3. The Competition Game: Along with #2 or on its own, alternate giving your dog a pill-less treat and giving the treat to either another dog (best), or another living entity in the room, two or four-legged. You are basically trying to set your dog up to see that another food lover is getting the food, and if he doesn’t take his share he’ll miss out. You can do lots of jazz-riffs on this (# of treats, # of times the “other” gets the food) based on your household and your dog’s personality. Obviously, avoid this technique with other dogs if there is any food-related resource guarding in the house. If you’re not married this is a great test of a good potential partner for dog lovers. If the person you are dating won’t help by being the “competitor,” you might want to look around. I’m just saying.

4. Empty Gel Caps: I’d never thought of this as a solution to nasty tasting medicine until it was mentioned on a sheepdog list serve. It is relatively easy for me to give a dog a pill so I’ve never used it, but what a great idea: You can buy empty gel caps at any drug store and put a nasty-tasting pill inside so that your dog won’t reject it. Smart solution, right?

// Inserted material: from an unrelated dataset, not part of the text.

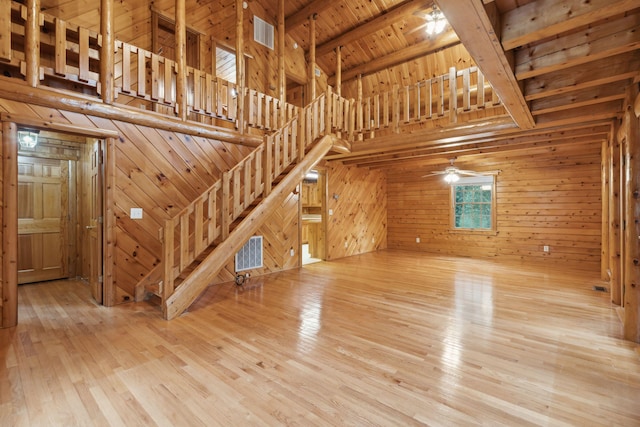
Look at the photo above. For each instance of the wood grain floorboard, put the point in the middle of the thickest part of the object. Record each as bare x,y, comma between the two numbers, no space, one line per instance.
387,338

5. Physically giving your dog a pill: Sometimes you don’t have time to go through the suggestions above, or perhaps you’ve tried them all and they haven’t worked. (Rare, but possible.) In addition, I like knowing how to get a pill down a dog without much stress; it seems like a good skill for any dog owner to have. The trick here is to understand that the muscles of a dog’s jaw are designed to press down, but not to pull the mouth open. That makes it easy to open a dog’s mouth if you know where to put your hands. You can make it relatively stress-free by conditioning the dog to expect a great treat when you grasp its upper jaw in one hand. Like the One Two Three Game, you hold the dog’s upper jaw with one hand, pull down the lower jaw with the other and pop a treat into the dog’s mouth. Let her eat it, repeat and then eventually do the same with the pill. Follow up with a real treat. Physically it is easier to do than describe in text. The most common mistakes are to pull the dog’s head up too high (it should be horizontal to the ground) and/or to try to open the dog’s mouth too wide, which makes her begin to fight you because it is so uncomfortable.

Dog Medicine Treats

This is one of those issues that seems trivial… until you have to do it yourself and it’s not going well and your dog is really sick and is beginning to run away from you when you pick up the pill bottle. How about you? What’s your experience giving your dogs pills? Any good ideas I’ve neglected?